# Well northeast snow this year offically su*ks



## ColumbiaLand (Sep 1, 2008)

We keep getting these little events. Havent seen anything over 5 inches since mid December. Think were in for a snowy February and March? Really tired of the little events we can only hope we can play catch up to normal seasonal totals


----------



## Averysdad (Aug 27, 2005)

It's my fault. I got sick of snowblowing our driveway for the past 3 years so I bought a used Fisher. Ever since then we've gotten nothing for accumulation!!


----------



## jason9696 (Nov 28, 2008)

^ That's funny, the same thing happened to me.
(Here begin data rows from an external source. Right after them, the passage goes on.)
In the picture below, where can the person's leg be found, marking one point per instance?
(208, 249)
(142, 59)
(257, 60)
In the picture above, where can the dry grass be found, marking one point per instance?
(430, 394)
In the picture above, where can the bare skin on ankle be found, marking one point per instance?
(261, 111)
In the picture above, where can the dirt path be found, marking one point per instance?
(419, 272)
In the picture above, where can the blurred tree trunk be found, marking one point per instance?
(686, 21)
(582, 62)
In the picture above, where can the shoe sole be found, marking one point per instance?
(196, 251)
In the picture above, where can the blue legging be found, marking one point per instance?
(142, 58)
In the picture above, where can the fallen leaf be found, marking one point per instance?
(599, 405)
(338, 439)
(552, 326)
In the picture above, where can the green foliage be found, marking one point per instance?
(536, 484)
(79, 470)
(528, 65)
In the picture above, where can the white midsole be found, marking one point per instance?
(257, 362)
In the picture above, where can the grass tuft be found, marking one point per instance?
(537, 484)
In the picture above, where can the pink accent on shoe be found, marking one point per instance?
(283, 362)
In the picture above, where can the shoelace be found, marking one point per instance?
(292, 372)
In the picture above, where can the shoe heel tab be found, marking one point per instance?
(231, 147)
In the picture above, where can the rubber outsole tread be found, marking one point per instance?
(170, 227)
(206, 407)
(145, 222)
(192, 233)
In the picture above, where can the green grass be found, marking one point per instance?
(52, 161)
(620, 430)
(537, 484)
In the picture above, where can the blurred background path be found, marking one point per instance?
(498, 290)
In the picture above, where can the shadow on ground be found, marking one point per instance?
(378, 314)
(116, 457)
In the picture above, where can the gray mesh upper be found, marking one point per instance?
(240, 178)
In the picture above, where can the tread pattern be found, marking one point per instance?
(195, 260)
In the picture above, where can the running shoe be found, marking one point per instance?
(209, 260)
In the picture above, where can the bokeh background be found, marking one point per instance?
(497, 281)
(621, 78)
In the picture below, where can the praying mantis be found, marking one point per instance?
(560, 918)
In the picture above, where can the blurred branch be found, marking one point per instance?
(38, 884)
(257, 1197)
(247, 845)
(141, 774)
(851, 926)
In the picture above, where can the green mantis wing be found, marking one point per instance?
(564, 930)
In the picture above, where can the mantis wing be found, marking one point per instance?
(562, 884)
I bought a Boss three weeks ago, and it hasn't moved since. :realmad:


----------



## grandview (Oct 9, 2005)

I think it's good so far.....quick in and outs and back to bed!


----------



## FisherVMan (Jan 5, 2010)

I hear you guys . We bought another new XV for this winter and we have only had 8 plowable events so far and really have NOT even worn the paint off the cutting edge yet!!! So I am sure hoping that the next two months show us at least a half dozen more!


----------



## mrsops (Dec 28, 2009)

ColumbiaLand;988093 said:


> We keep getting these little events. Havent seen anything over 5 inches since mid December. Think were in for a snowy February and March? Really tired of the little events we can only hope we can play catch up to normal seasonal totals


What part of ny are you from? Staten island is suppose to get about 4 inches tonight


----------



## 2COR517 (Oct 23, 2008)

Don't give up yet. Feb 08 was excellent. 7 or 8 events.


----------



## 2COR517 (Oct 23, 2008)

grandview;988579 said:


> I think it's good so far.....quick in and outs and back to bed!


Uhh...........


----------



## grandview (Oct 9, 2005)

2COR517;989048 said:


> Uhh...........


Pig!!:realmad:


----------



## ColumbiaLand (Sep 1, 2008)

Well things might be looking up for wednesday of next week. time for revenge on thee northeast


----------



## forestfireguy (Oct 7, 2006)

Today is my fault guys. I couldn't stand having 3" of snow on my hood plowing anymore, so I put a deflector on yesterday........Sorry.


----------